Ed è forse questo che mi è successo qui. Mi è successo di incontrare uomini, nel senso biologico della parola, ma pochi esseri umani. E sono stata vista pochissime volte come essere umano.
Raramente lo sguardo passava oltre la forma fisica; ma ancora più raramente l’ottica di certi personaggi della mia vita riusciva a trascendere dall’utilitarismo, mentre io ero troppo occupata in un tentativo quasi disperato di dimostrare la mia umanità, la mia sensibilità ma anche la mia forza.
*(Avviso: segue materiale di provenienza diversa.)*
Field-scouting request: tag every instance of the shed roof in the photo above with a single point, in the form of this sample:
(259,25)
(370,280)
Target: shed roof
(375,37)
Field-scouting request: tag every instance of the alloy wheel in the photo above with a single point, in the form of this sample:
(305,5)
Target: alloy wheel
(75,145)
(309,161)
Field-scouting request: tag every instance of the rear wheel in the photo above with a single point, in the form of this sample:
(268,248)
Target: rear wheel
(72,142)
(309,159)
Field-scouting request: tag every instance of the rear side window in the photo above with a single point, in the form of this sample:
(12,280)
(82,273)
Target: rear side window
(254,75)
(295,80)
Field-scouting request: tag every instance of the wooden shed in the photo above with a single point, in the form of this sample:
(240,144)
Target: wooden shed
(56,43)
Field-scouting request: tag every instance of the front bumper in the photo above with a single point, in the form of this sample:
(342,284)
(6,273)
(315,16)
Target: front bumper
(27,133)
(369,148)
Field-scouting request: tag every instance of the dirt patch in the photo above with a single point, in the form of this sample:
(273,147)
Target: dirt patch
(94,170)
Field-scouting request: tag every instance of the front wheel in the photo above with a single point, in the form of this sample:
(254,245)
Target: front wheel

Una catena viziosa infinita del voler possedere e di essere posseduta, dove non c’è posto per l’affetto, per la commiserazione. Un progetto, un algoritmo, una corsa a chi ottiene di più dall’altro, a chi sfrutta di più anche inconsapevolmente l’altro per riempire dei propri vuoti. Poi c’è stato anche il rovescio della medaglia: le frustrazioni derivanti dal fiasco di questi progetti, di questi conti fatti a priori per i quali uno ha investito un po’ troppo, e nella contabilità globale le perdite sono troppe ed allora si va avanti per provare a limitare i danni, a recuperare l’irrecuperabile. Un po’ come con l’Alitalia, dove il Governo si è accanito ad investire per mantenerla in vita, perdendo sempre di più nel tentativo di salvare l’insalvabile e di recuperare l’irrecuperabile.
Ma per l’appunto tutta matematica.
E l’amore, quello vero, non c’entra nulla con la matematica.
Sempre in Romania ho sentita una frase che mi ha svegliato ben bene: “ Tu sei una Signora, ma non perché ti vesti come tale e nemmeno per la tua raffinatezza, ma per la tua ricchezza interiore. E sei una stupida se ti lasci convincere del contrario, se ti accontenti. Chi non ti ama, non ti merita davvero.”
Ricchezza interiore? Non me ne ero accorta. Proprio su quello avevo dei dubbi.
E che dire? Ho iniziato il 2009 con il più bel complimento in assoluto ed ho iniziato anche io a crederci.
Buon 2009 a tutti!!!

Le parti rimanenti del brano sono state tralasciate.